Cada 17 de mayo se conmemora el Día Mundial de la Hipertensión, una fecha instaurada en 2005 por la Liga Mundial de Hipertensión con el fin de crear conciencia sobre esta enfermedad silenciosa que afecta a millones de personas en el mundo. Especialistas llaman a estar atentos a las señales de alerta, controlar periódicamente la presión arterial y adoptar hábitos saludables para prevenir complicaciones graves.
La hipertensión arterial tiene una prevalencia nacional del 27,85% en adultos y 70,6% en adultos mayores. Esta condición se caracteriza por una presión sanguínea elevada de manera persistente, lo que obliga al corazón y a los vasos sanguíneos a trabajar con mayor esfuerzo. Si no se detecta y trata a tiempo, puede provocar infartos, accidentes cerebrovasculares, insuficiencia cardíaca, daño renal y problemas visuales.

Más del 60% de hipertensos en Antofagasta no están diagnosticados
Uno de los principales problemas de la hipertensión es que muchas veces no presenta síntomas evidentes, motivo por el cual es conocida como la “enfermedad silenciosa”. Sin embargo, algunos síntomas de alerta pueden surgir, tales como dolores de cabeza, mareos, zumbidos en los oídos, palpitaciones y visión borrosa. La única forma confiable de detectar la hipertensión es mediante la toma regular de la presión arterial.
Para realizar una medición adecuada, es crucial seguir ciertas recomendaciones: permanecer en reposo al menos cinco minutos antes de la medición, no fumar ni consumir café, y utilizar un manguito adecuado al tamaño del brazo. Según Martina Hartwig, referente técnico de la Dirección de Salud de la Municipalidad de Santiago, se considera hipertensión cuando los valores son iguales o superiores a 140/90 mmHg en controles repetidos.

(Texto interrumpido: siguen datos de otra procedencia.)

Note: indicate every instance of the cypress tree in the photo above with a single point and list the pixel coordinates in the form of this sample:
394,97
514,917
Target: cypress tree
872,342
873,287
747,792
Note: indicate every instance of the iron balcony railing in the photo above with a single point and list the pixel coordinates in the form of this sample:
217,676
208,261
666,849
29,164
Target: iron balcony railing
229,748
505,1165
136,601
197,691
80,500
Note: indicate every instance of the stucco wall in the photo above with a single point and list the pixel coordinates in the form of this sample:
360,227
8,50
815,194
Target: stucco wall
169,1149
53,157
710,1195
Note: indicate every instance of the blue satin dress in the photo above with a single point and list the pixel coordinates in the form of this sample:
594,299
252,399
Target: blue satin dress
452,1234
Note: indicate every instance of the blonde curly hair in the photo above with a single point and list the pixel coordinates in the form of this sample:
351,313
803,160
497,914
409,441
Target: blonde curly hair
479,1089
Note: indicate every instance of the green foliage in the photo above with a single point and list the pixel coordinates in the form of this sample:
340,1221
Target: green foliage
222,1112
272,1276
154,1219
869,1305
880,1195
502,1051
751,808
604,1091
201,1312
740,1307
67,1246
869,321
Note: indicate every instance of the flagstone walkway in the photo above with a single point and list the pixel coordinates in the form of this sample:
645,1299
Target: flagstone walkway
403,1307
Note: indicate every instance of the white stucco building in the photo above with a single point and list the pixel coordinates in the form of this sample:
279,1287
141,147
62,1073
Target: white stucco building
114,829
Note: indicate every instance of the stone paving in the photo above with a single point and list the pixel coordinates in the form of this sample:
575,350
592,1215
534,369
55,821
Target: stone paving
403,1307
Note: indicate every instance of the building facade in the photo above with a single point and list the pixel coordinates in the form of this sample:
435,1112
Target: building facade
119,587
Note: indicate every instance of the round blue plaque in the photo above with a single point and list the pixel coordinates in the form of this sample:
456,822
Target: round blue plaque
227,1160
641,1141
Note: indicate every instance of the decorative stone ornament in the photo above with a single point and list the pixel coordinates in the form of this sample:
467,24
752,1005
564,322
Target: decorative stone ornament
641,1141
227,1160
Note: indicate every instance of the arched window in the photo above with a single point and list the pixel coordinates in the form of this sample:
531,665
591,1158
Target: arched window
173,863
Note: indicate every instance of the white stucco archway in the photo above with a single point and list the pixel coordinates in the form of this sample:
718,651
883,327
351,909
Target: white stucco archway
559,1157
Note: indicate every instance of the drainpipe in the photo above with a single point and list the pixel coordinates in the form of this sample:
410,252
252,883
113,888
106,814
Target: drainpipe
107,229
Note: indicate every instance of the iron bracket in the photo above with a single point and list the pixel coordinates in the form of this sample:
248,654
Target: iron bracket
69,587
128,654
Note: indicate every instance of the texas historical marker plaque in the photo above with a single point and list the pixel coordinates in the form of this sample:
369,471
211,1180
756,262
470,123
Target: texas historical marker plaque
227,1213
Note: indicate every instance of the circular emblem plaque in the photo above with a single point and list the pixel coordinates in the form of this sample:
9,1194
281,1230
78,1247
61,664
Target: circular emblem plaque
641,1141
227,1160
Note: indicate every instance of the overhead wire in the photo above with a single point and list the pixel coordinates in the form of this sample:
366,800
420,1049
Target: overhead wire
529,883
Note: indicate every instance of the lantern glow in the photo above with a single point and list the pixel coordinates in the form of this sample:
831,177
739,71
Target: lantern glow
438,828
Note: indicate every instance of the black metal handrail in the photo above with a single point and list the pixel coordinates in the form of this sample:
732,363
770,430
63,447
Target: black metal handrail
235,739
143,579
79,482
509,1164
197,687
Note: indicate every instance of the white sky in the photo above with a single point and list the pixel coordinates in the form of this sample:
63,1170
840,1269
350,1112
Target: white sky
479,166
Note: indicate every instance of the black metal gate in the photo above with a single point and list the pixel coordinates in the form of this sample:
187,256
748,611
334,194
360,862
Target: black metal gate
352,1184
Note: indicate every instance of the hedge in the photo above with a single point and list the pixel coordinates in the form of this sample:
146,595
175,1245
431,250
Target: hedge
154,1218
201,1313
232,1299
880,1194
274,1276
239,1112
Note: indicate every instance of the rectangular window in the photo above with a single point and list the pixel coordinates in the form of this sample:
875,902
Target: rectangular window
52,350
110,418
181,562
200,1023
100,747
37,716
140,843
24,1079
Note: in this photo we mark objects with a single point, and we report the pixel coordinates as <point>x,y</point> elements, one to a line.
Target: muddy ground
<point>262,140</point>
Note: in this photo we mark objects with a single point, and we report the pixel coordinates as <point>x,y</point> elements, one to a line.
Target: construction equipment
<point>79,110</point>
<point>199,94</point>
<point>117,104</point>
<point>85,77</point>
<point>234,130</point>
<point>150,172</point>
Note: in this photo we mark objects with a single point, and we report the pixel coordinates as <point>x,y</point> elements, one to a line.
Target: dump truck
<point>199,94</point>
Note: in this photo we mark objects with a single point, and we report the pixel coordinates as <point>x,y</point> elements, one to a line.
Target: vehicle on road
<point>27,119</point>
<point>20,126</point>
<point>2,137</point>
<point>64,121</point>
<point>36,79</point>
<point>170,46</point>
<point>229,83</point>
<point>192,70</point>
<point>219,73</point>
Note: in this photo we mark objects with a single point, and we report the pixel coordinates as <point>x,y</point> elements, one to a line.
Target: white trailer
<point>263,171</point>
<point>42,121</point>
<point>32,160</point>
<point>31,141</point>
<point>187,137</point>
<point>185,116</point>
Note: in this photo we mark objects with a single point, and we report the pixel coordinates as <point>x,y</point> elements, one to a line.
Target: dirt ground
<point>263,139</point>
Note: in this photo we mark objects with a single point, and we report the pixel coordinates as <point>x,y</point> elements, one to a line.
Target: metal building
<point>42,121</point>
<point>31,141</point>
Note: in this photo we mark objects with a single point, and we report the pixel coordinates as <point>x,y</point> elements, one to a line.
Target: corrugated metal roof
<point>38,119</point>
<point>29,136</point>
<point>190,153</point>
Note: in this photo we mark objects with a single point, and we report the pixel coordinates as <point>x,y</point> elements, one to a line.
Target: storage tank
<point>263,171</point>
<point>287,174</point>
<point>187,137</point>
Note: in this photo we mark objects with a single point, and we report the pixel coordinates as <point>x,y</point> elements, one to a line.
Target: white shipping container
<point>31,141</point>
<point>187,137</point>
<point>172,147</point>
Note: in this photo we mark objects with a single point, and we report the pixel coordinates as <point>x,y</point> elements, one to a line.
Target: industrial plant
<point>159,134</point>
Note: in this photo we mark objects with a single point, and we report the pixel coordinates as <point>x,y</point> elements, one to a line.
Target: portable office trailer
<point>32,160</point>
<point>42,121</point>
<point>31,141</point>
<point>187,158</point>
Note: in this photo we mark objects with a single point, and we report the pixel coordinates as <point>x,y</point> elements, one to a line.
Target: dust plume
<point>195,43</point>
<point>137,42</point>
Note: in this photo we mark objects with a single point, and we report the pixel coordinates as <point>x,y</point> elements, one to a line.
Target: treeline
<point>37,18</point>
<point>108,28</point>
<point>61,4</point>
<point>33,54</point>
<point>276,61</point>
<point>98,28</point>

Existen diversos factores que aumentan el riesgo de desarrollar hipertensión, incluyendo el sedentarismo, una alimentación alta en sodio, el tabaquismo y el estrés. Por ello, los expertos insisten en la importancia de mantener hábitos saludables y realizar controles de salud periódicos. Un chequeo a tiempo puede prevenir complicaciones graves y salvar vidas.